The authority for the United States government to capture the electronic records of all Americans without warrant falls under the auspices of FISA-702. Reauthorization of the current authority is being debated. This is a deep walk into why this issue is so important to our government.
Having researched almost every aspect to the construct and the argument, I am confident FISA-702 authority underpins a much bigger, quasi-constitutional justification for the collection of U.S. citizen metadata. Without the 702 authority the legal justification for the apparatus of surveillance no longer exists. It really is that simple.
It is not the just the illegal searching of the NSA database that presents the issue, although that aspect has received the majority of attention, the capture itself violates the Fourth Amendment. The only way the government can justify the capture of U.S. Citizen data is if there is some quasi-constitutional or national security reason for it. That’s where FISA-702 comes in.
Take away “702” search authority, and the data collection argument collapses. Any “incidental” search of the database then loses any plausible legal justification. 702 is the camel’s nose under the privacy tent that forms the baseline for all data records to be intercepted, stored and ultimately available for review.
♦ Only one legal case has ever pushed into the sphere of challenging this unconstitutional exploitation. A 2025 decision in the U.S. v. Hasbajrami in Brooklyn, New York, where Eastern District Judge LaShann DeArcy Hall identified the misuse of FISA-702 “backdoor searches” regarding defendant, Agron Hasbajrami.

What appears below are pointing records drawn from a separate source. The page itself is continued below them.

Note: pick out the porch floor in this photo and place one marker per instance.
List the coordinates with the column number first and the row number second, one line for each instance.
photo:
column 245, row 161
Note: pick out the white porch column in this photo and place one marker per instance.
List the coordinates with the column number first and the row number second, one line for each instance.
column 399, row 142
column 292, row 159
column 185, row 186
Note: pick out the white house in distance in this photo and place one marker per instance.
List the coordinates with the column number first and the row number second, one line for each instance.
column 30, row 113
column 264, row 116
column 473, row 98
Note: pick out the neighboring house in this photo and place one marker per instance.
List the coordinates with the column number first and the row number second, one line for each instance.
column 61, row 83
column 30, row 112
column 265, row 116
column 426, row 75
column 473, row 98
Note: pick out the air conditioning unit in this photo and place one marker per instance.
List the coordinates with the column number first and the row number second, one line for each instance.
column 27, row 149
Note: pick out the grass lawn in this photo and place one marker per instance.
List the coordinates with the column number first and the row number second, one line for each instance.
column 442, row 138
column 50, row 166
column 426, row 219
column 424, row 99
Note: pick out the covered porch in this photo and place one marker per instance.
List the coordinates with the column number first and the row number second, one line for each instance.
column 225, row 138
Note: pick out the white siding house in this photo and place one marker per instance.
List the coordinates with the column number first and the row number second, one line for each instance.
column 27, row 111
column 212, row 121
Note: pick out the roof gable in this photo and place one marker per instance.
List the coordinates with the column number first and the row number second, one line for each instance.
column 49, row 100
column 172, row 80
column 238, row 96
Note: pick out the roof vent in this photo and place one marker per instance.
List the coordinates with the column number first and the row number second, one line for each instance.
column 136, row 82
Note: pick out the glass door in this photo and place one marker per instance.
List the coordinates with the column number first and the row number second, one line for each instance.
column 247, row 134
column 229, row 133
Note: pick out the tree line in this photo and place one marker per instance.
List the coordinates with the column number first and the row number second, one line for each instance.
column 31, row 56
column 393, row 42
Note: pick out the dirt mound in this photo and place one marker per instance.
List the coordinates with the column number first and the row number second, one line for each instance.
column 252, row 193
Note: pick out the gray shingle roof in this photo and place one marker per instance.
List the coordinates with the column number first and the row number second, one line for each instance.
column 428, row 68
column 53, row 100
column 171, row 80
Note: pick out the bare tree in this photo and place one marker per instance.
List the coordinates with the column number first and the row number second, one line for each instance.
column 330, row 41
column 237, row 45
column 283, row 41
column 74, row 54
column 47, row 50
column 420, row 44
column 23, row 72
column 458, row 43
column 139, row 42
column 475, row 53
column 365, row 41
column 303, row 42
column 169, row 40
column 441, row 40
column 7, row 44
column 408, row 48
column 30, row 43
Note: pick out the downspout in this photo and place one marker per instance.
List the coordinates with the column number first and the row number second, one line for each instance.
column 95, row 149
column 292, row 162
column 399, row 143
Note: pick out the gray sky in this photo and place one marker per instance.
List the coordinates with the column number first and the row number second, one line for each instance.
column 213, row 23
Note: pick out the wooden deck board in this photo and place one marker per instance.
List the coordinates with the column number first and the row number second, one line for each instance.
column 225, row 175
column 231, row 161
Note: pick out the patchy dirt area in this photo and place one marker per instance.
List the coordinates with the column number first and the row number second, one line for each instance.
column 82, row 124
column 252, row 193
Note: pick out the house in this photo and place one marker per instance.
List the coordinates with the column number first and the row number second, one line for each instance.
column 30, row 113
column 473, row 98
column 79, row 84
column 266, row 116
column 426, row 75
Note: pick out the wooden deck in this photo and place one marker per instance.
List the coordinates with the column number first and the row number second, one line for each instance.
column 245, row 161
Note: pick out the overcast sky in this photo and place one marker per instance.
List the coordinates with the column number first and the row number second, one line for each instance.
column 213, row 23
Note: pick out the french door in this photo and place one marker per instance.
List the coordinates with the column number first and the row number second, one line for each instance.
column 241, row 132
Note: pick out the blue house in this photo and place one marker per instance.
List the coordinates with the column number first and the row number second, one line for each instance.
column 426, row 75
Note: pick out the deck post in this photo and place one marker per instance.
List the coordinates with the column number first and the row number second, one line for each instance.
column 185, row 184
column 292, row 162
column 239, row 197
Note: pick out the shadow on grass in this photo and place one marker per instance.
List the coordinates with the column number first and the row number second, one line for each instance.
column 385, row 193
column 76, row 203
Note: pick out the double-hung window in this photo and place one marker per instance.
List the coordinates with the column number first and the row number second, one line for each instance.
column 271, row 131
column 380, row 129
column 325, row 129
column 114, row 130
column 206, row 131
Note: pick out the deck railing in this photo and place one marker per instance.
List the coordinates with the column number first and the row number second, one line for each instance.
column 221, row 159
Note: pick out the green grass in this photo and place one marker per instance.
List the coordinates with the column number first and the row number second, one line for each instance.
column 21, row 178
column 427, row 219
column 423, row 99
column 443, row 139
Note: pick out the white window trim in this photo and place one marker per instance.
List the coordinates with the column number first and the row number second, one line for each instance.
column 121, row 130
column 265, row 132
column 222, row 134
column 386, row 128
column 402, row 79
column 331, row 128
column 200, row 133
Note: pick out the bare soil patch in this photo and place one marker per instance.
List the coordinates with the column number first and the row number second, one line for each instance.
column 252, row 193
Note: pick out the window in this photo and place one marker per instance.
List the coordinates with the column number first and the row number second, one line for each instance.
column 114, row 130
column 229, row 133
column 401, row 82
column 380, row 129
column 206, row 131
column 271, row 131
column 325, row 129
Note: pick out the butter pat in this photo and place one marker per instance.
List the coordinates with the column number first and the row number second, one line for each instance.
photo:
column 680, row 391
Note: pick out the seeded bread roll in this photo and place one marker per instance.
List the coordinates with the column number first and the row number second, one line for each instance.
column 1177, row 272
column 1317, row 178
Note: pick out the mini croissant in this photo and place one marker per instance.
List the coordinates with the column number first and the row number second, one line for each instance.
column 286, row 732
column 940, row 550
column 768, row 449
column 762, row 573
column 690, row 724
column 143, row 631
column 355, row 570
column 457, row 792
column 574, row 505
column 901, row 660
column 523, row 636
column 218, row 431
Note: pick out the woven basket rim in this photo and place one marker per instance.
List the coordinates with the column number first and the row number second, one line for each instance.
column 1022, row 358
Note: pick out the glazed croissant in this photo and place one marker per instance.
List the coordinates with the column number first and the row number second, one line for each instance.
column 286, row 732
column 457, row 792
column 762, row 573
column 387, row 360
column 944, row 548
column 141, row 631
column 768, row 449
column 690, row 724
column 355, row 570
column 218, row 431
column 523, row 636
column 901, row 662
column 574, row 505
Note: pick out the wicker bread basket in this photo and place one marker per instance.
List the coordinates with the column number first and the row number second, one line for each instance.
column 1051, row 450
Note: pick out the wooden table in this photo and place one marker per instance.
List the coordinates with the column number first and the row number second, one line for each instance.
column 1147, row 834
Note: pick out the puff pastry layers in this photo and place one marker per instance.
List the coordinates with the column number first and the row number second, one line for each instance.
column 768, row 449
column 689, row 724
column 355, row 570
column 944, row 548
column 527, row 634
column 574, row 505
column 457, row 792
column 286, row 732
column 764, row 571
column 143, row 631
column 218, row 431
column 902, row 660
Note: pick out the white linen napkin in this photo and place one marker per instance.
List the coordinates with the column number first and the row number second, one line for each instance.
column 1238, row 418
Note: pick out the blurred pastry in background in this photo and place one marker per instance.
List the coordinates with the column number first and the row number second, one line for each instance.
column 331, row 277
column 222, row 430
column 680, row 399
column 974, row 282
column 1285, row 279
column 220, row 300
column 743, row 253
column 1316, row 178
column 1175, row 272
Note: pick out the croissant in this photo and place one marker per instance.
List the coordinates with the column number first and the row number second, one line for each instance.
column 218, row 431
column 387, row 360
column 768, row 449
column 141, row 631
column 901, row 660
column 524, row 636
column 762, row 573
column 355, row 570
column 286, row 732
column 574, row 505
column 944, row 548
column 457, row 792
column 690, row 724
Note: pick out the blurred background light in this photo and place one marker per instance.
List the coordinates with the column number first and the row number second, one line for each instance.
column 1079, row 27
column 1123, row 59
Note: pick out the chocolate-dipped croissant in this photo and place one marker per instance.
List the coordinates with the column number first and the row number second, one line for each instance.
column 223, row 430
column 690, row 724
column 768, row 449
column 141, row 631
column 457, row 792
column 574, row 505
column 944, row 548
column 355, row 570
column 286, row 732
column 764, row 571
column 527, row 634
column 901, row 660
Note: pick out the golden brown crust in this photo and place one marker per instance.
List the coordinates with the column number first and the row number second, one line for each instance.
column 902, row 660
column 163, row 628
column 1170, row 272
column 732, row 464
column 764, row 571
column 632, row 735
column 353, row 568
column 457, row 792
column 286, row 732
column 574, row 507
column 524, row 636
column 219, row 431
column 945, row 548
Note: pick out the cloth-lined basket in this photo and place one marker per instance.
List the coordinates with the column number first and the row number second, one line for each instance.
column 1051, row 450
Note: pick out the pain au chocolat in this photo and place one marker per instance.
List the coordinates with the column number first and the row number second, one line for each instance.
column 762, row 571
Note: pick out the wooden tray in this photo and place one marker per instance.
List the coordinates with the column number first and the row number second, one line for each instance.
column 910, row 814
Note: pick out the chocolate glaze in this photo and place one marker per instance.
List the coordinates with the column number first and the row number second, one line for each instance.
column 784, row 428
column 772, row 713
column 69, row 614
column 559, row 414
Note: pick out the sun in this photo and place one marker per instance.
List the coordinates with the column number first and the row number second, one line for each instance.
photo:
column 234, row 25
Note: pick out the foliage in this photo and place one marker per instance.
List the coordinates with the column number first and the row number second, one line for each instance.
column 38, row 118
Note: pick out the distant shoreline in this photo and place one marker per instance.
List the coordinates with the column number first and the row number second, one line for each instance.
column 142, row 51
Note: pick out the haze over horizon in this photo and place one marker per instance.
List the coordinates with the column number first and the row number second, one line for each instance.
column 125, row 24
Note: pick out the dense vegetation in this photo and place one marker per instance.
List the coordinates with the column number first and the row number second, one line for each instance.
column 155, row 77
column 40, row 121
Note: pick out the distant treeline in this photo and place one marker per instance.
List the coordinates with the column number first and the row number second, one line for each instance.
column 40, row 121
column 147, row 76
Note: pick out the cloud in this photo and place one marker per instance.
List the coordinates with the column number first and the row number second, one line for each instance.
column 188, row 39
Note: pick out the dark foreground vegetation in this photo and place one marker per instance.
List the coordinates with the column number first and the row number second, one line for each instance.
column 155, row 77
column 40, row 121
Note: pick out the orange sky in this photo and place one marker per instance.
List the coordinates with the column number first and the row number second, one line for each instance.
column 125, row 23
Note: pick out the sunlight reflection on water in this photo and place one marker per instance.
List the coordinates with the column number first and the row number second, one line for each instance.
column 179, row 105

Hasbajrami plead guilty to charges of attempting to provide material support to a terrorist organization, alleging that he intended to travel to the Federally Administered Tribal Area of Pakistan, where he expected to join a terrorist organization, receive training, and ultimately fight against U.S. forces and others in Afghanistan and Pakistan. However, after his guilty plea, while he is serving time in prison, prosecutors admitted some of the evidence against him came as a result of privacy violations, unlawful FISA-702 searches.